The entertainment has to come from the product or the brand, not pasted on top of it. The best advertising is still a product demo at heart, even when it’s disguised as comedy or emotion. Yes, you want people to remember the spot, but you really want them to remember why. If the laughs don’t connect back to something the brand uniquely owns, you’re just doing stand-up with a logo.

WHAT DOES “SUCCESS” LOOK LIKE FOR A SUPER BOWL SPOT?

It’s all about buzz. You’re paying for attention, conversation and cultural gravity. If it creates a ripple outside the ad bubble, you’ve got something. When a spot sparks international conversation, when unexpected people are reacting to it, when it shows up in places you’d never expect, that’s when you know it landed.  

BRANDS NOW RELEASE ADS BEFORE THE GAME. SMART STRATEGY OR KILLING THE SURPRISE?

It’s smart. When you’re spending that kind of money, you’re trying to win the game before the game. Once it airs on Sunday, the clock starts ticking and by Tuesday the whole world has moved on to something else. Releasing early buys you more runway, more views, more sharing, more debate. You have to maximize the investment, because it’s a big investment. 

YOU CONVINCED GM TO PUT DR. EVIL ON THE SIDE OF ITS HEADQUARTERS AS PART OF THE CAMPAIGN AROUND ITS YEAR SUPER BOWL SPOT. WHAT’S THE LESSON THERE FOR BRANDS?

Don’t stop at the spot. That’s the lesson. The activation became a bigger story than the commercial in a lot of ways because people could see it, film it and share it. It felt real. The best work creates opportunities you didn’t plan at the beginning. If the idea gives you a lever, pull it. Leverage the moment, the character, the setting, the culture. That’s how you turn attention into a movement.

WHAT’S THE HARDEST PART: SELLING THE IDEA OR PRODUCING IT?

Honestly, both, but the selling is brutal. You’ve got more people involved, more opinions, more fear, more committees. If you get an idea they just can’t deny, you’re ahead. But even then you have to protect it. You fight for the integrity of the thing all the way through. Getting to the game with a great spot is a Herculean feat, and nobody watching at home sees that part.

YOU’VE WORKED WITH CELEBRITIES LIKE WILL FERRELL, MIKE MYERS, JIM GAFFIGAN AND CHARLIE SHEEN. DOES A GREAT SUPER BOWL SPOT NEED A CELEBRITY, AND WHAT’S THE REAL CREATIVE CHALLENGE WHEN YOU USE ONE?

A spot never needs a celebrity, but when you use one, it has to be earned. The mistake is dropping a famous face in just for attention. The celebrity has to make sense for the idea and the product.
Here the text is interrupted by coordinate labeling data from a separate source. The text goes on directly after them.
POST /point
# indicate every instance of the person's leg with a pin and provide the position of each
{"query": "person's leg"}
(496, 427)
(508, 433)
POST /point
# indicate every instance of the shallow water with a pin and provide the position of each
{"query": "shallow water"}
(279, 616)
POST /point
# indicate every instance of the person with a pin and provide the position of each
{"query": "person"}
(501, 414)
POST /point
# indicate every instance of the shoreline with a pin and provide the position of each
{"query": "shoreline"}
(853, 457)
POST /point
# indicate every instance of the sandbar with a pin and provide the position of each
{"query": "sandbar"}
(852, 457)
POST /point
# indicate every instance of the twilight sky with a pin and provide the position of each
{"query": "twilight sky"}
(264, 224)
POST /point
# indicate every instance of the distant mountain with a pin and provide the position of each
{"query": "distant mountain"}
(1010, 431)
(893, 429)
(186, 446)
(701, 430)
The real challenge is discipline. Some celebs naturally think in long sketches, not 60-second stories. You have to respect that while still making sure the brand, not the celebrity, is the hero.

THIS YEAR’S SUPER BOWL ADS ARE GOING FOR $8 MILLION FOR 30 SECONDS. IS IT WORTH IT? 

It can be, but only if you treat it like a real business decision, not a vanity flex. You’re buying cultural attention at scale. That’s rare. But the work has to be impossible to ignore and it can’t end on Sunday night. If you’re not building a broader platform from it, you’re just lighting money on fire. 

WHAT ADVICE WOULD YOU GIVE A BRAND PREPARING FOR ITS FIRST SUPER BOWL AD?

Approach it like a marathon, because it is. Protect the idea. Don’t let the process sand it down into something safe and forgettable. And think beyond the ad. What can you activate? What can you extend? How does it live in culture, not just in media? The Super Bowl is an attention accelerator, and if you have a strong point of view and a big idea, it can create momentum that lasts all year.